Investigating at the interface of data science and computing
Photo: M. Scott Brauer
Guy Bresler, a newly-tenured associate professor in the Department of Electrical Engineering and Computer Science, studies computational complexity and researches techniques to learn models from data.
Original Article: MIT News
A visual model of Guy Bresler’s research would probably look something like a Venn diagram. He works at the four-way intersection where theoretical computer science, statistics, probability, and information theory collide.
“There are always new things to do be done at the interface.

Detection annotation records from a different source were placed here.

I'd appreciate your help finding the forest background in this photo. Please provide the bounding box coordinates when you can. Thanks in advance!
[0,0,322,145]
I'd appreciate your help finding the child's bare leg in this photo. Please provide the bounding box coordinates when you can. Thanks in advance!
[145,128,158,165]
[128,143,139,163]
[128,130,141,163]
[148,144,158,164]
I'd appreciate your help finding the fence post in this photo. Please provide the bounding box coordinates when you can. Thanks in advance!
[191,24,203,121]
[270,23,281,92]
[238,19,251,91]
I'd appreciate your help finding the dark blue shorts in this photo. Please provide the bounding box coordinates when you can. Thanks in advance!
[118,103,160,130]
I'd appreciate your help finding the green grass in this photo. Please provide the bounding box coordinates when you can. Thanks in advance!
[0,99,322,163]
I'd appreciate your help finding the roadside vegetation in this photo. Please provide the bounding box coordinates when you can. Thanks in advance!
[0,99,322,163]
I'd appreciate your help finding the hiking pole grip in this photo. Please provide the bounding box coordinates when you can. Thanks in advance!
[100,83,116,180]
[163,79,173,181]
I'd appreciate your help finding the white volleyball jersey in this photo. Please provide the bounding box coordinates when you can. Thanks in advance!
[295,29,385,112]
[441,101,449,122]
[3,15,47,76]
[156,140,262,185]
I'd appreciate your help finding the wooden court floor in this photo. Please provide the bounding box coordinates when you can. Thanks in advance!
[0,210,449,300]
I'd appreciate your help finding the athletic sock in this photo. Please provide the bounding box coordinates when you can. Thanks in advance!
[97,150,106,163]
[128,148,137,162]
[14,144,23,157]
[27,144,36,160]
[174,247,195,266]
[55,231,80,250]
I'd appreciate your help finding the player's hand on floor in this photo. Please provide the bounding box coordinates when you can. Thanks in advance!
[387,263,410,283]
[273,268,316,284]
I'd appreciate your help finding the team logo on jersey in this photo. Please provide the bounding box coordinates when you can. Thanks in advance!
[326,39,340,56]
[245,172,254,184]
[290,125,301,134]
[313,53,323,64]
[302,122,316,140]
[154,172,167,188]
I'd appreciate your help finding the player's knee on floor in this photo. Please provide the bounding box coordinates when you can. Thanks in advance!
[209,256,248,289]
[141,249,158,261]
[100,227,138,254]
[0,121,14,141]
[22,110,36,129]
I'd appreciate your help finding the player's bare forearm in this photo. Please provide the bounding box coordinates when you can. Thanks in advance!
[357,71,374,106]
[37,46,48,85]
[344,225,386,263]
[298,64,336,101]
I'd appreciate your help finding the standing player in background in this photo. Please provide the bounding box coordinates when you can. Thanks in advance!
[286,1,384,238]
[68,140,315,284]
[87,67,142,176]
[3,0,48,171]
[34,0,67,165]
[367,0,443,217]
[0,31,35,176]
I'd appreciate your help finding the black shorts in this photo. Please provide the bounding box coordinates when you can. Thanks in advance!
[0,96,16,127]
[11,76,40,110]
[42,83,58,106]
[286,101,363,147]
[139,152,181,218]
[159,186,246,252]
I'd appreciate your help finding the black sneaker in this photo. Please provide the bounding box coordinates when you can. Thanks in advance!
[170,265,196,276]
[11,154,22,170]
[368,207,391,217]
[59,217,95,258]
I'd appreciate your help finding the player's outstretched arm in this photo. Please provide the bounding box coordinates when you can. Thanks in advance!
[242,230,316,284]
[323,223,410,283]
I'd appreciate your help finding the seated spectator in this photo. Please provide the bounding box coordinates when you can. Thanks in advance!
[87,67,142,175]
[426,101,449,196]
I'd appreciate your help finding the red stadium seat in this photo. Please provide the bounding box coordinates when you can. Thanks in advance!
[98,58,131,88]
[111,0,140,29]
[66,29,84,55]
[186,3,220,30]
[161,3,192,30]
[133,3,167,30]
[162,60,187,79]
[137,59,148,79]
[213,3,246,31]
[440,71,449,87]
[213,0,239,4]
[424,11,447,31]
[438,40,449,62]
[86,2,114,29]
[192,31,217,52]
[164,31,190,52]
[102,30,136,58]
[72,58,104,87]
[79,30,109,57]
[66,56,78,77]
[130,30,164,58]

There are always opportunities for entirely new questions to ask,” says Bresler, an associate professor who recently earned tenure in MIT’s Department of Electrical Engineering and Computer Science (EECS).
A theoretician, he aims to understand the delicate interplay between structure in data, the complexity of models, and the amount of computation needed to learn those models. Recently, his biggest focus has been trying to unveil fundamental phenomena that are broadly responsible for determining the computational complexity of statistics problems — and finding the “sweet spot” where available data and computation resources enable researchers to effectively solve a problem.
When trying to solve a complex statistics problem, there is often a tug-of-war between data and computation. Without enough data, the computation needed to solve a statistical problem can be intractable, or at least consume a staggering amount of resources. But get just enough data and suddenly the intractable becomes solvable; the amount of computation needed to come up with a solution drops dramatically.
The majority of modern statistical problems exhibits this sort of trade-off between computation and data, with applications ranging from drug development to weather prediction. Another well-studied and practically important example is cryo-electron microscopy, Bresler says. With this technique, researchers use an electron microscope to take images of molecules in different orientations. The central challenge is how to solve the inverse problem — determining the molecule’s structure given the noisy data. Many statistical problems can be formulated as inverse problems of this sort.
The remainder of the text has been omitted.